So I just wrote this long pretty pessimistic post and I lost it. Karma or something, eh?
Welp, Vacation Bible School isn't really worth my time this week, yet it will absorb my Monday-Friday 5 to 8:30. WOOHOO. I feel so out of the loop again... I don't know what my deal is. I have a ridiculous amount of people I would like to spend time with, and these people somehow avoid me. Oh I have cooties alright.
Church politics piss me off so much. Church and Politics should not be combined at all. But alas, people corrupt most things... so why not church. This is why I don't appreciate going anymore. Or maybe it's just the laziness. Oh well.

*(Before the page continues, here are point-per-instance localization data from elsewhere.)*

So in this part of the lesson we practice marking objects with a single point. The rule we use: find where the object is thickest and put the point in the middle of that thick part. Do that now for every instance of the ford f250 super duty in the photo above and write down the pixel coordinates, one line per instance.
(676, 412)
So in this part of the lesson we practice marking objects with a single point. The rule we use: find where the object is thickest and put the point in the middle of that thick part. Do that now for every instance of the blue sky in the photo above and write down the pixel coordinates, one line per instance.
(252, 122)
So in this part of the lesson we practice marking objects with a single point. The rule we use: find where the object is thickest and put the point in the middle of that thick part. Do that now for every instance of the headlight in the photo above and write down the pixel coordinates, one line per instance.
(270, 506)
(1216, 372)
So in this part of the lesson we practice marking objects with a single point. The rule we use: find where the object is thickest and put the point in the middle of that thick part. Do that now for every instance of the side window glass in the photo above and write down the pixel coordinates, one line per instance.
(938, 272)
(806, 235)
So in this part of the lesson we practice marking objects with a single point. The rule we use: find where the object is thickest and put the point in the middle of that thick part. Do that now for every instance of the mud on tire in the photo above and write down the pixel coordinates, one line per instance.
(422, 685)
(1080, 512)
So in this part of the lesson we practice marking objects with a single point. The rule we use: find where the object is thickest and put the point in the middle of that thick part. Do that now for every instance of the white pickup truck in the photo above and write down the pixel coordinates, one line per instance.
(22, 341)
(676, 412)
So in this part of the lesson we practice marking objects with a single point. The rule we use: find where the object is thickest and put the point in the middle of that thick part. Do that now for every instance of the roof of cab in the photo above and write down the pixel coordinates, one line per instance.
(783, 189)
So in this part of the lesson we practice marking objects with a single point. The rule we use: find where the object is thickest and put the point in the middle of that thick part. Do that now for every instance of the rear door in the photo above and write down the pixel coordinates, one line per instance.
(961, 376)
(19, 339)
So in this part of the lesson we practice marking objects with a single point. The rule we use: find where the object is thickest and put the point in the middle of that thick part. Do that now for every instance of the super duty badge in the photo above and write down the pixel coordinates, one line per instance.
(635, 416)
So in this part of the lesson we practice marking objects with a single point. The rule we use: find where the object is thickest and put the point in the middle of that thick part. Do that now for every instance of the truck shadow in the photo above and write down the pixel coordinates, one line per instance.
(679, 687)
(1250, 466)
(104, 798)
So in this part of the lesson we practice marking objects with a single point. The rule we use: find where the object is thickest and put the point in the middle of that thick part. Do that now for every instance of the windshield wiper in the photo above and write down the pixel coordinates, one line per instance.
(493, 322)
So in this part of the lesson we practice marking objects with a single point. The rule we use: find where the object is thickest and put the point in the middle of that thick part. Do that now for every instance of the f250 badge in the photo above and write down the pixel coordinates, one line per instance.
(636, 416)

One of my bad karma inducing thoughts involved the blog circuit. In some of these things, it becomes quite obvious to me that people are worried about being enough of something. Entertaining enough, depressed enough, pitiful enough, witty enough, intelligent enough... it's sometimes overwhelmingly self absorbed. At many moments I find my blogging prospect an abstract form of being self obsessed. But I still do it. And I love it.
And I don't want to be one of those people who starts every entry with "since I haven't posted in two months I thought I'd write a few sentences... oh I guess I'm done now, see you next year blogger".
Moving on, wine me, dine me, sign me, fine me, pine me, line me, tine me, vine me, mine me, and of course, sixty-nine me.
Or better yet, call me, and take me out sometime.